The gap between those two framings is where the worst kind of tool-use bugs live: the model invokes the right function name with the right arguments, and the right API call goes out — but for the wrong reasons, in the wrong situation, or in preference over a better tool sitting next to it. No exception fires. Your eval suite still passes. The regression only shows up as a slow degradation in whatever metric you use to measure whether the agent is actually helping.

A recent empirical study of 103 MCP servers spanning 856 tools found that augmenting tool descriptions alone produced a statistically significant 5.85-percentage-point lift in task success. That is a remarkable effect size for a change that costs nothing at inference time and doesn't require a new model. But the same study saw regressions in 16.67% of cases — meaning naive description edits hurt more than they help roughly one in six times. The description field is powerful, and it is sharp. Most teams are holding it by the wrong end.

The Docstring Is Compiled to Prompt Tokens, Not Rendered to Humans

When you register a tool with a framework like LangChain or the Anthropic SDK, the function's docstring is pulled directly into the system context on every model call.
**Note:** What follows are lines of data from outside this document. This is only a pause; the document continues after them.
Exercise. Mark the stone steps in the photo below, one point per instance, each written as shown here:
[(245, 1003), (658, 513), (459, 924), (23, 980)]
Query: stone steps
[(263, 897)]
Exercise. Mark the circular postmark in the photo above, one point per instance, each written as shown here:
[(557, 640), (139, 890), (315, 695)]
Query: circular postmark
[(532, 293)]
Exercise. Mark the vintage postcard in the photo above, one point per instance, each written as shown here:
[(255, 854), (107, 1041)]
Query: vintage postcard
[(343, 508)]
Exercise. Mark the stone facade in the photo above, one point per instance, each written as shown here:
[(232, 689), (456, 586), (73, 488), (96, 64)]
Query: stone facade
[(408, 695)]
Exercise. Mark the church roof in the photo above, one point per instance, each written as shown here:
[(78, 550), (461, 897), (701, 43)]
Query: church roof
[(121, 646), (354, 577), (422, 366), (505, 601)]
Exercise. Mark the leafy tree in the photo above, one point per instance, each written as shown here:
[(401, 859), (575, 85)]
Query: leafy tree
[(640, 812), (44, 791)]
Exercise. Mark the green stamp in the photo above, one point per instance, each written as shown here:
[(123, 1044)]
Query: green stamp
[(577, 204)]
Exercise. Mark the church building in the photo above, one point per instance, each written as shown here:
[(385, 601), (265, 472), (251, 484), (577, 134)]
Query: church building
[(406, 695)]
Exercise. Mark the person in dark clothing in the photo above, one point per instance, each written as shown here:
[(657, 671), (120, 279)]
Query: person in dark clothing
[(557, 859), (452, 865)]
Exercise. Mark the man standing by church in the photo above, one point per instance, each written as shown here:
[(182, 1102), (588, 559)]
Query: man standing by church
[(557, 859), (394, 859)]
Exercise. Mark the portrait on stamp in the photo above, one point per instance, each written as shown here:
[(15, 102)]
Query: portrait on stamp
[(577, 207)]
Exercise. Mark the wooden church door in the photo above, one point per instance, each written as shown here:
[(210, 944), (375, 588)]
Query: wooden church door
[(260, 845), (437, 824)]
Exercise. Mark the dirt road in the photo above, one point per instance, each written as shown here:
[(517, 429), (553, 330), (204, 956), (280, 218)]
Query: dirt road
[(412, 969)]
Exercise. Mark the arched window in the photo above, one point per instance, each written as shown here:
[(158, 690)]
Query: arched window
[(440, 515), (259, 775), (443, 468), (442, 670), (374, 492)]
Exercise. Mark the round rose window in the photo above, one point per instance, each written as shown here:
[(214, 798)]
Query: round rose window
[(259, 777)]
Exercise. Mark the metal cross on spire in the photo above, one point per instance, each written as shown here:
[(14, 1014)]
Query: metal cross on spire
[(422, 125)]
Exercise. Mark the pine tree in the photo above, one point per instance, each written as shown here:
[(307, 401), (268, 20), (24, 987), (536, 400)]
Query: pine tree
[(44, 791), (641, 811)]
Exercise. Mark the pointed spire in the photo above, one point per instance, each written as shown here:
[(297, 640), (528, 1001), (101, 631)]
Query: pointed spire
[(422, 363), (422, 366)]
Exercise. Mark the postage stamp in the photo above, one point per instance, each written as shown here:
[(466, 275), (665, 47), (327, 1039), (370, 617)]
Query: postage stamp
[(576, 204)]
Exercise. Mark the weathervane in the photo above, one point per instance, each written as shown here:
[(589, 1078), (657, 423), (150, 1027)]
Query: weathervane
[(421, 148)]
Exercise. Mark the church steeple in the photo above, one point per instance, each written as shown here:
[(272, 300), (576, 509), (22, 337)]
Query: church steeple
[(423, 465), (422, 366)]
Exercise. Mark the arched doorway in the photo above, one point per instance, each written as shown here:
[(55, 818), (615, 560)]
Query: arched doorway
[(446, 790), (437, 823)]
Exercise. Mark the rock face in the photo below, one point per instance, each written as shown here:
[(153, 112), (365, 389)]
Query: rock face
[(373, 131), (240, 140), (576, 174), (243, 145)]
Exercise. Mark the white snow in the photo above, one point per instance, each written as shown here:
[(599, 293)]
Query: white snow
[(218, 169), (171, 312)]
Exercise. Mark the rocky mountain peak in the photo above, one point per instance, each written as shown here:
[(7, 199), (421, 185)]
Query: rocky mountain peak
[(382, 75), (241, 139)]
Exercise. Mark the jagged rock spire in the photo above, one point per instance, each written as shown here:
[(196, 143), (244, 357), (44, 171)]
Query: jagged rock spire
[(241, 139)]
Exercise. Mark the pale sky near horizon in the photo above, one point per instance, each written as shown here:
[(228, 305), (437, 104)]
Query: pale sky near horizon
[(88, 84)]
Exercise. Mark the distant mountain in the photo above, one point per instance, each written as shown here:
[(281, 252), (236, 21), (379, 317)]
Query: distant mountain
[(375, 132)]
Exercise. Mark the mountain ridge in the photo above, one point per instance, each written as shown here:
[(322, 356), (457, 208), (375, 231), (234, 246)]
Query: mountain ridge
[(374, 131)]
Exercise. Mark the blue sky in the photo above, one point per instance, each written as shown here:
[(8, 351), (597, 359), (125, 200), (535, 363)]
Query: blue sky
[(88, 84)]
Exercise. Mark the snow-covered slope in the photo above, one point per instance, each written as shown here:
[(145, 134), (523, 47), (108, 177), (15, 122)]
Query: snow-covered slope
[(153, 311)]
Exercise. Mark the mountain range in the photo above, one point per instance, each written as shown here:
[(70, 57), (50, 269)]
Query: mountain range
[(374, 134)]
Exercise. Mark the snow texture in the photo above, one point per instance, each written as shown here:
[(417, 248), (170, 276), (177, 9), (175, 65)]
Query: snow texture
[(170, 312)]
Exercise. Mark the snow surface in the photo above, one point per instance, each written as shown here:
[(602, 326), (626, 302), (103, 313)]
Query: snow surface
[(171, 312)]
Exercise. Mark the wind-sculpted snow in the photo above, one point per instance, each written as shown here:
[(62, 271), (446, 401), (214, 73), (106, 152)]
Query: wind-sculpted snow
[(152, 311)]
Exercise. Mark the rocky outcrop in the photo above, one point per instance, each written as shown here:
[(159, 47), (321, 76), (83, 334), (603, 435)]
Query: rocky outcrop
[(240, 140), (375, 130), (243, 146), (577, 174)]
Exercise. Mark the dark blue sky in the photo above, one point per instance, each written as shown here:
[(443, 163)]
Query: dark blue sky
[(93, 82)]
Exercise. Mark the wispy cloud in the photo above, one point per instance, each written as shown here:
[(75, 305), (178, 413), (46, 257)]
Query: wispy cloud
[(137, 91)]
In LangChain's @tool decorator, the docstring becomes the tool description verbatim. With the Anthropic API, the description field of each tool schema is inlined into the prompt the model sees. It is not documentation. It is prompt text with extra steps.

This reframing changes what "good" looks like. Traditional docstring virtues — brevity, neutral voice, "what it does" over "when to use it" — are actively harmful when the reader is a model choosing between twelve similar tools. The model needs boundary conditions, not slogans. Consider the difference:

  • Bad: "Search across internal knowledge and surface the most relevant results."
  • Better: "Search the customer support knowledge base for articles relevant to a user's question. Use only for questions about product features, pricing, or troubleshooting. Do NOT use for questions about billing history, account state, or anything requiring personalized data — use get_account_status for those. Returns up to 5 ranked results; empty list means no match, not low confidence."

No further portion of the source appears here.